We are exploring questions about genetic variation with the human TH gene.

In this section we'll explore the question: Are there any common protein variants in this gene?

We define "common variants" as those that have a minor allele frequency (MAF) of 1% or more in the population.

You can find the common variants for a gene from the NCBI gene record.

From this TH Gene record, go to the Variation section using the table of contents.

This time we'll look at the Variation Viewer. Note here that there are two links: One for GRCh37.p13 and one for GRCh38.

These are two different assemblies. Many researchers and labs continue to use an older genome assembly’s coordinates for a long time after a new genome assembly becomes available.

Follow the link "See Variation Viewer (GRCh38)."

You are now in the Variation Viewer. The Variation Viewer shows you the genomic context of the variations.

We won't be exploring the Variation Viewer in detail right now, but there is a 4-minute tour of the Variation Viewer available, if you would like to learn more.

Scroll down to the "Molecular consequence" filters in the left menu.

You can filter the table by missense type of "Molecular consequence” to get coding region variants.

Scroll further to the "1000 Genomes MAF” section to filter for only common variants.

What is "1000 Genomes?"

What was MAF, again?

Remember that a "common" variant has a frequency of greater than or equal to 1% in the general population.

We'll use >=0.05 for this example.

One variant remains, rs6356. You may need to scroll back up the page to view the result.

This Variant ID is an "rs" number or "Reference SNP" from the Single Nucleotide Polymorphism database (dbSNP). Follow the link from rs6356 to go to dbSNP to learn more about this variant. 

You're now in the SNP (single nucleotide polymorphism) database.

What is a single nucleotide polymorphism?

Earlier we used the ClinVar filters to find single nucleotide variants that cause disease. dbSNP contains information about human single nucleotide variations as well as other short genetic variations.

In this class we'll generally be following links from other databases to dbSNP, but keep in mind that you can also search dbSNP directly with an rs number. [HINT: You might be doing this in a future exercise.]

Back to our example, we learn from the dbSNP record for rs6356 that this variation, a change from C to T at this position, results in changing the reference amino acid valine in the protein product to a methionine.

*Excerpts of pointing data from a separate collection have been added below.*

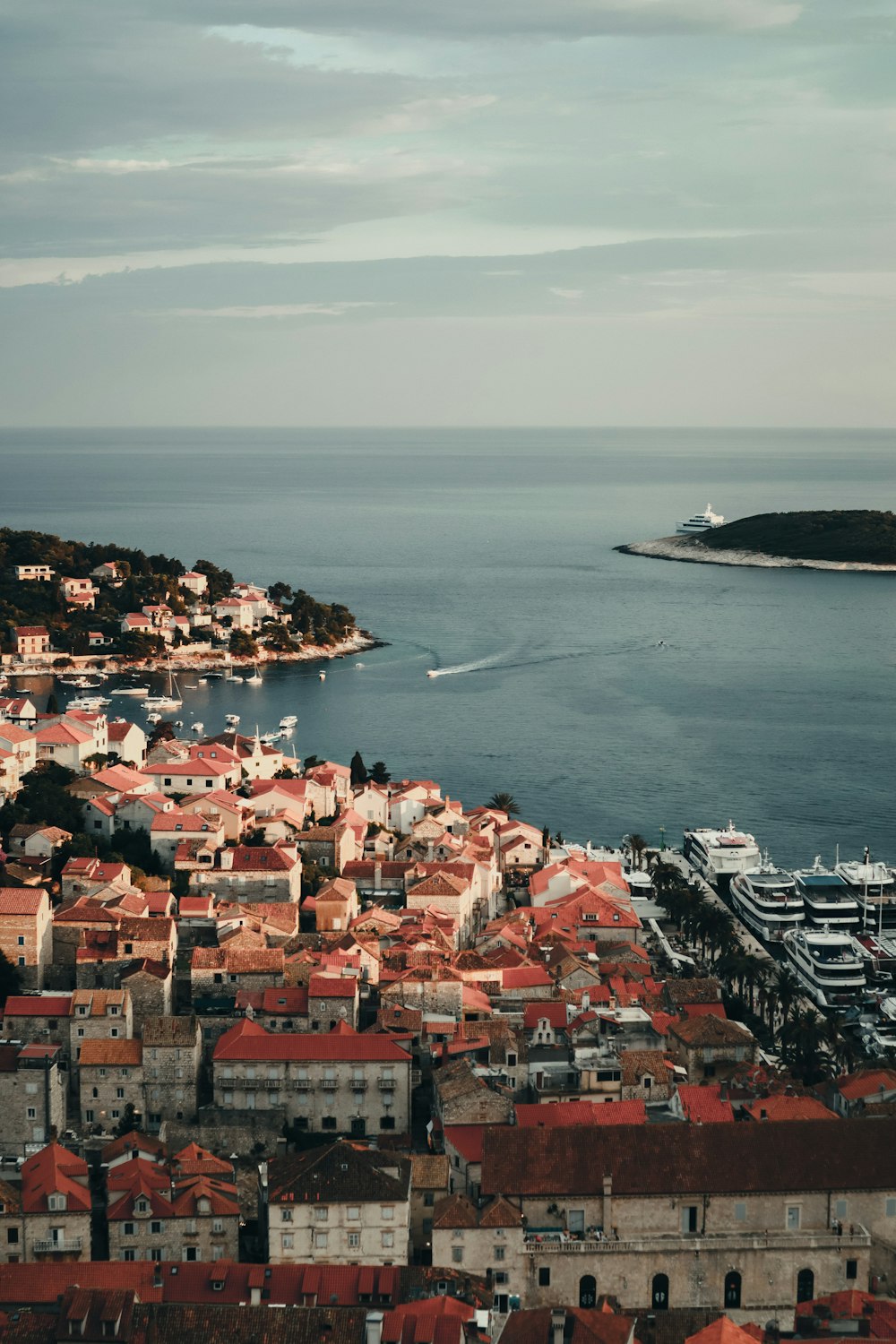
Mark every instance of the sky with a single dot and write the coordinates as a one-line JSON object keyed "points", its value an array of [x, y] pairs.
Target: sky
{"points": [[447, 212]]}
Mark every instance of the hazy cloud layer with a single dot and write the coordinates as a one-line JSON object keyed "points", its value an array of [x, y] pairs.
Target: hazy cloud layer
{"points": [[196, 194]]}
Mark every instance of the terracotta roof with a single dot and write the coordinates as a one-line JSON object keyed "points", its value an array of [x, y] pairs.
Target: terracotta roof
{"points": [[788, 1107], [120, 1051], [683, 1159], [249, 1040], [23, 900]]}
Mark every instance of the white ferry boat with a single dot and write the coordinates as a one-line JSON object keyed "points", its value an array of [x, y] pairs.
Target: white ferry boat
{"points": [[828, 900], [874, 886], [826, 964], [719, 855], [700, 521], [767, 900]]}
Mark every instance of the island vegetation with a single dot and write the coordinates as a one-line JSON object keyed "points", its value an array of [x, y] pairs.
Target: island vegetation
{"points": [[140, 581], [841, 537]]}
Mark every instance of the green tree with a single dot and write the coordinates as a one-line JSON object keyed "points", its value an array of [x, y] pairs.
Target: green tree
{"points": [[242, 644], [10, 978]]}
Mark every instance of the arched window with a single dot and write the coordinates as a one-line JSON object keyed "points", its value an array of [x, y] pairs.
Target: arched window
{"points": [[587, 1290], [732, 1289]]}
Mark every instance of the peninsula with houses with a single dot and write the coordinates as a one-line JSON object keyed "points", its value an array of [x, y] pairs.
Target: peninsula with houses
{"points": [[814, 539], [290, 1034], [67, 602]]}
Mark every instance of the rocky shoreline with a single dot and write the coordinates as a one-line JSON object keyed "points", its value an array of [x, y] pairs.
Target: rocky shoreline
{"points": [[692, 551], [182, 660]]}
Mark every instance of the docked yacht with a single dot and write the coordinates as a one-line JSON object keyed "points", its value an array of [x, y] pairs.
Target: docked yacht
{"points": [[719, 855], [874, 886], [826, 964], [767, 900], [826, 898], [700, 523]]}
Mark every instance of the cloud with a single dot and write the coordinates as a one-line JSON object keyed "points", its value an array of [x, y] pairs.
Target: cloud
{"points": [[265, 311]]}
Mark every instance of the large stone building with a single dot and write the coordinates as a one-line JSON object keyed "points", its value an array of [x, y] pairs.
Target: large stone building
{"points": [[338, 1204], [715, 1215], [340, 1081], [172, 1055]]}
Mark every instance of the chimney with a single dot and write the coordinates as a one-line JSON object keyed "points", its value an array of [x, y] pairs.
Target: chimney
{"points": [[607, 1204], [374, 1328]]}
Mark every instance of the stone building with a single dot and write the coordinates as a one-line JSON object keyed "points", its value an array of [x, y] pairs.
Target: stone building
{"points": [[339, 1204], [711, 1047], [53, 1219], [430, 1183], [110, 1078], [332, 1000], [711, 1215], [339, 1082], [152, 991], [185, 1209], [489, 1236], [26, 933], [32, 1096], [172, 1055]]}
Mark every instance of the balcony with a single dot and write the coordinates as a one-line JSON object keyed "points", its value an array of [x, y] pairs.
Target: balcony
{"points": [[61, 1245], [560, 1244]]}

Now let's go back to our example in the Variation Viewer. If you've wandered off, follow this link to get back.

Remember that we got here from the Gene database link from the TH gene record to the Variation Viewer, applying some filters to find missense variations that we've found with >= 0.05 frequency in the 1000 Genomes project.

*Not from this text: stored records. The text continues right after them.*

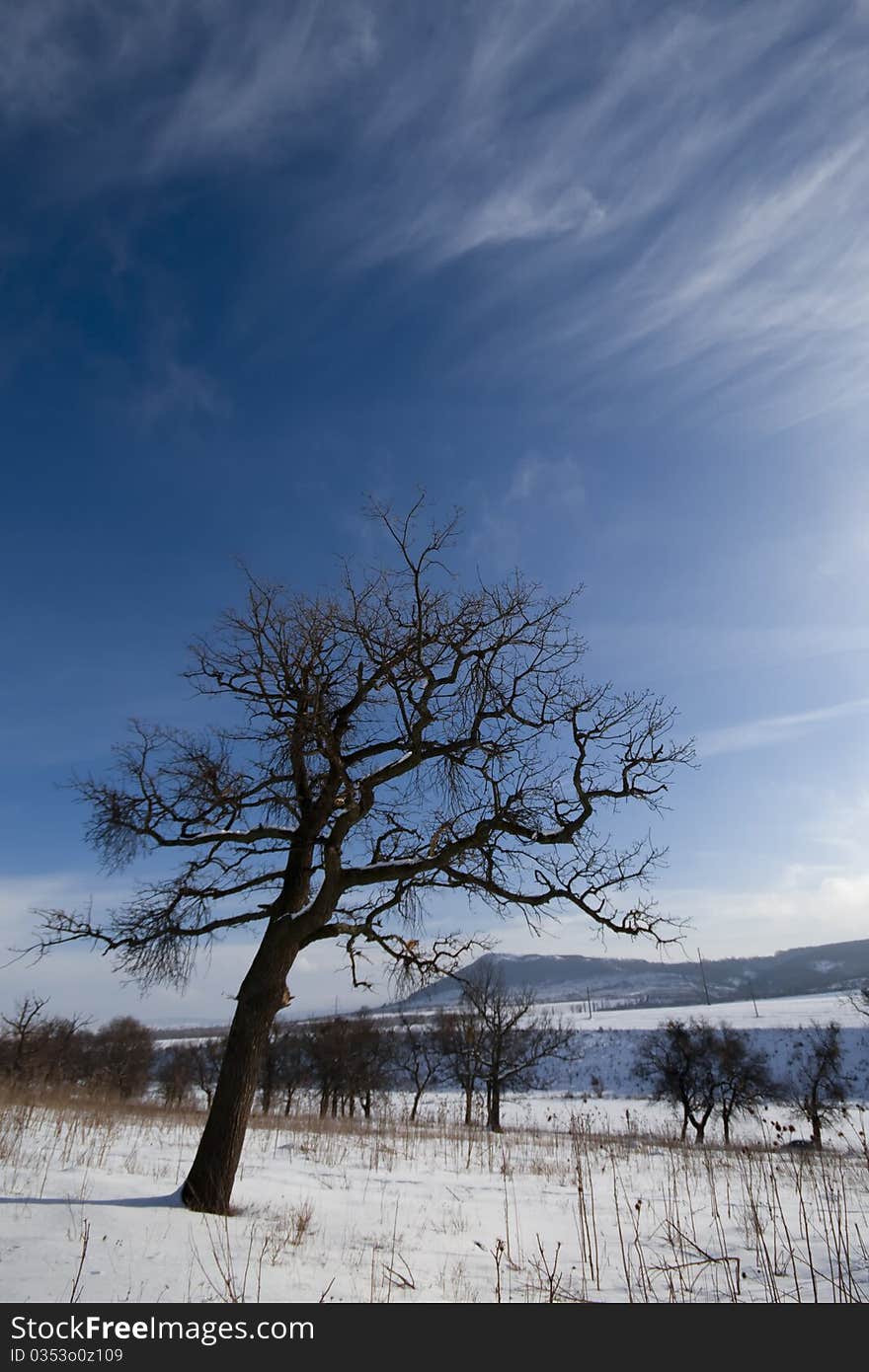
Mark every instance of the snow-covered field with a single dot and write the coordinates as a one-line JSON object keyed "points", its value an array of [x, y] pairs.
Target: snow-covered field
{"points": [[578, 1199]]}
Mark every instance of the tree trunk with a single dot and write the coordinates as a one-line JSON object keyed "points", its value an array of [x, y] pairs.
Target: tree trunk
{"points": [[264, 992], [495, 1107], [468, 1105]]}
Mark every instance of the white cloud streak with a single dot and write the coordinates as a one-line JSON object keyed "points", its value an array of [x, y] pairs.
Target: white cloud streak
{"points": [[774, 728], [677, 192]]}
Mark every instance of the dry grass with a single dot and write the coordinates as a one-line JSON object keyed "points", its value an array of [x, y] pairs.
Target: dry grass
{"points": [[653, 1220]]}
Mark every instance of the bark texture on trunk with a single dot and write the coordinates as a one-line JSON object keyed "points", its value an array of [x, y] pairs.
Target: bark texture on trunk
{"points": [[211, 1176]]}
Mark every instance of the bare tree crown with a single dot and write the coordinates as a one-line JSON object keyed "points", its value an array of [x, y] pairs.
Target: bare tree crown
{"points": [[401, 735]]}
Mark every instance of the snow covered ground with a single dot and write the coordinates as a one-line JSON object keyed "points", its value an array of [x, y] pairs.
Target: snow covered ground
{"points": [[578, 1199]]}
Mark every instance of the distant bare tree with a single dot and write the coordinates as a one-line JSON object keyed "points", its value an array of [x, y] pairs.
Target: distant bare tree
{"points": [[743, 1076], [416, 1056], [207, 1058], [22, 1033], [401, 737], [176, 1073], [679, 1062], [515, 1036], [817, 1084], [123, 1051], [460, 1043], [859, 1002]]}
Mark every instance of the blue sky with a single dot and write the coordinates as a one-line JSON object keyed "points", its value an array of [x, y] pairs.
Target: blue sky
{"points": [[594, 273]]}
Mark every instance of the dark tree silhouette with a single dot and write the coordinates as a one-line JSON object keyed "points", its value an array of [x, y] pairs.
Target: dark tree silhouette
{"points": [[513, 1037], [679, 1063], [817, 1083], [460, 1043], [743, 1076], [416, 1056], [400, 737]]}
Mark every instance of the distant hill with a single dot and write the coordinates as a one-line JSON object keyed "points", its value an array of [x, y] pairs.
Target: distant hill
{"points": [[633, 981]]}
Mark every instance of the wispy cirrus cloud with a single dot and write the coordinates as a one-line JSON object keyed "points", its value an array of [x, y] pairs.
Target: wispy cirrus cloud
{"points": [[659, 192], [774, 728]]}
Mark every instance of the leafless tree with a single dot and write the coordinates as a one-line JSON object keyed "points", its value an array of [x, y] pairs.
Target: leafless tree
{"points": [[743, 1076], [817, 1083], [460, 1043], [679, 1062], [207, 1058], [176, 1073], [859, 1001], [401, 737], [123, 1055], [22, 1030], [416, 1056], [514, 1037]]}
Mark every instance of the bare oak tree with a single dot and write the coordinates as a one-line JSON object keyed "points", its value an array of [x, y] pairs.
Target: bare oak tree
{"points": [[401, 737]]}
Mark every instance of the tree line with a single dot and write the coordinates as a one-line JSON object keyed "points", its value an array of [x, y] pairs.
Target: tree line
{"points": [[492, 1043], [489, 1044]]}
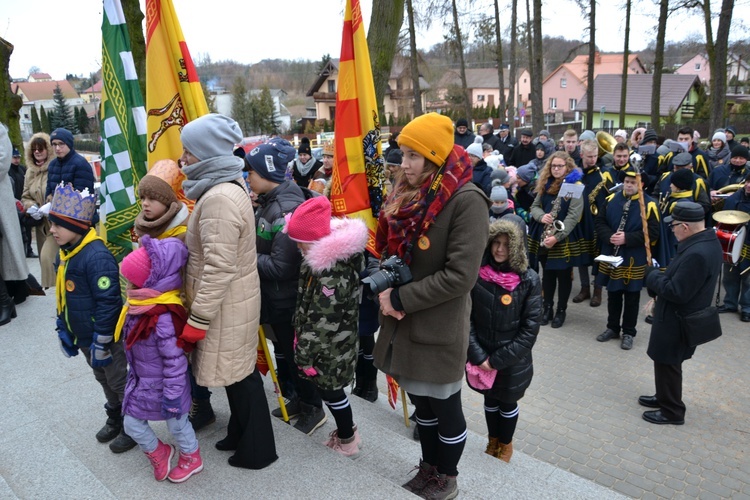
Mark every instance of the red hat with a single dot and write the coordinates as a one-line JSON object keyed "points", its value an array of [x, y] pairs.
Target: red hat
{"points": [[136, 267], [311, 221]]}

We could also have found this variant in ClinVar. However, many common variants (especially non-coding ones) are not in ClinVar. You can still find and filter for ClinVar variants in the Variation Viewer. Deselect the earlier missense and MAF >= 0.05 choices to see the number of variants in ClinVar.

You have reached the end of the tutorial for the question:

What variations are present in the gene and are they associated with disease?

Close both windows to end the Guide.